A reforma do IR 2026 elevou a isenção mensal para R$ 5 mil desde janeiro. Há redução gradual até R$ 7.350 e tributação normal acima disso. Para compensar R$ 31,2 bilhões, dividendos acima de R$ 50 mil pagam 10% e rendas anuais acima de R$ 600 mil têm alíquota mínima de 10%.
A reforma do Imposto de Renda 2026 entrou em vigor em janeiro e elevou a isenção mensal para R$ 5 mil. A mudança altera descontos na fonte, cria regras de transição e compensa perdas com nova tributação sobre altas rendas.
Quem fica isento do Imposto de Renda em 2026?

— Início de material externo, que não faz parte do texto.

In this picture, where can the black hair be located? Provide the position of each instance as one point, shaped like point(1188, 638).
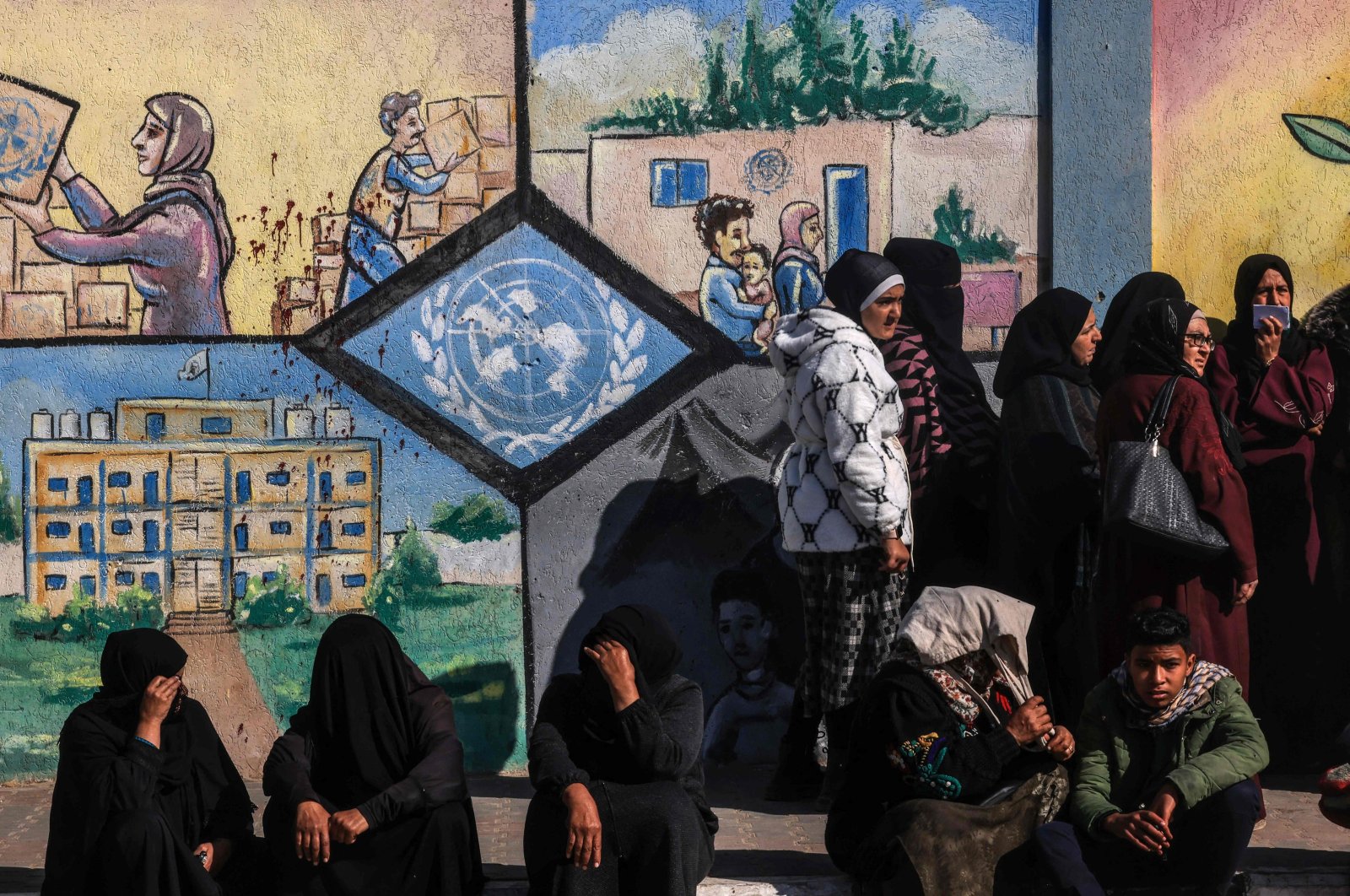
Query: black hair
point(1158, 628)
point(742, 585)
point(716, 213)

Com a nova isenção do IRPF, trabalhadores com renda mensal de até R$ 5 mil deixam de ter imposto retido na fonte. O benefício é automático e vale desde janeiro para salários, aposentadorias e pensões enquadradas no limite.

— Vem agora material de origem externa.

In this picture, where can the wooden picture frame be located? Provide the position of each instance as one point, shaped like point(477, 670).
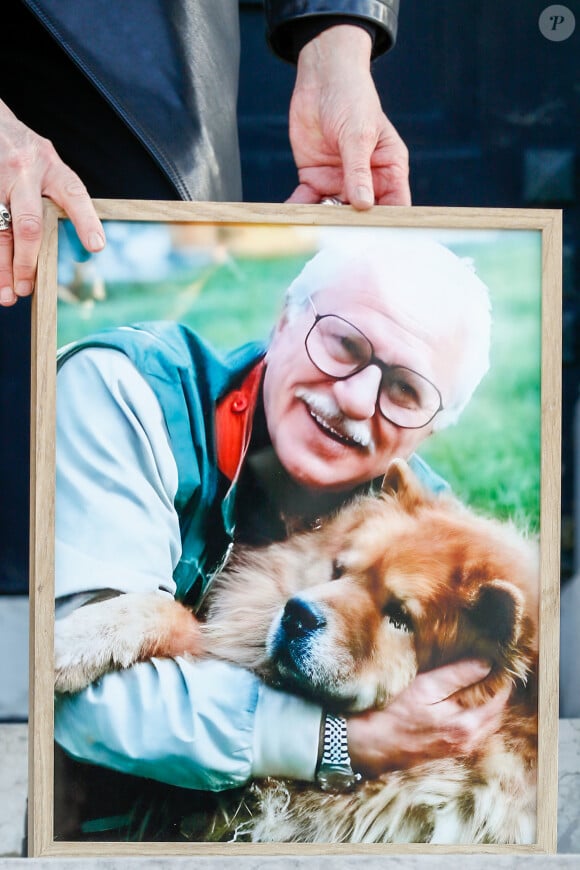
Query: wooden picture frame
point(542, 229)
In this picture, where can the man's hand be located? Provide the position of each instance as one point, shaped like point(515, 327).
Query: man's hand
point(30, 168)
point(424, 722)
point(343, 144)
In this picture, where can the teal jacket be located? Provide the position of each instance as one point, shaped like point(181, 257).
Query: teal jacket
point(202, 725)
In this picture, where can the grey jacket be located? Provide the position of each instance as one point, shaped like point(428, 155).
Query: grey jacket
point(170, 70)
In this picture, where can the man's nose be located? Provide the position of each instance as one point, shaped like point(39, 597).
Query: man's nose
point(357, 395)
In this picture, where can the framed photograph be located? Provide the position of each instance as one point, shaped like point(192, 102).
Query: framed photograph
point(296, 485)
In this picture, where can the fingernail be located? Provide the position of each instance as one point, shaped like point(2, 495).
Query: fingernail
point(96, 241)
point(23, 288)
point(364, 194)
point(6, 295)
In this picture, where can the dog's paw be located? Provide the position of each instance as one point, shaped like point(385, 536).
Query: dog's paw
point(117, 633)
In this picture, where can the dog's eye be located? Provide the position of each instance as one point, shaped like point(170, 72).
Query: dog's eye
point(337, 569)
point(398, 616)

A medida alcança empregados CLT, servidores públicos e beneficiários do INSS, ampliando a renda disponível mensal. A expectativa do governo é aliviar o consumo das famílias e estimular a economia com mais dinheiro em circulação.

Como funciona a redução gradual para salários maiores?

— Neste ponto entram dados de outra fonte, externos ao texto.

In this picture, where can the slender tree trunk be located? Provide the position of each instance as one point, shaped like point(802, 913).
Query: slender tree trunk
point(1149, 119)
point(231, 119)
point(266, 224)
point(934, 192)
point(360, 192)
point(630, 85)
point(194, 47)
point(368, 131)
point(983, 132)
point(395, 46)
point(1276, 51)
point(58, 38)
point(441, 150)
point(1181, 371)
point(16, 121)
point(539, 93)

Para evitar saltos bruscos na tributação, a reforma criou um degrau suave entre R$ 5 mil e R$ 7.350. Nessa faixa, o imposto é reduzido progressivamente, conforme o valor do rendimento, como mostrado a seguir.
- Renda até R$ 5.000: isenção total do Imposto de Renda na fonte.
- Renda entre R$ 5.000,01 e R$ 7.350: desconto parcial e decrescente do imposto.
- Renda acima de R$ 7.350: aplicação da tabela progressiva padrão, até 27,5%.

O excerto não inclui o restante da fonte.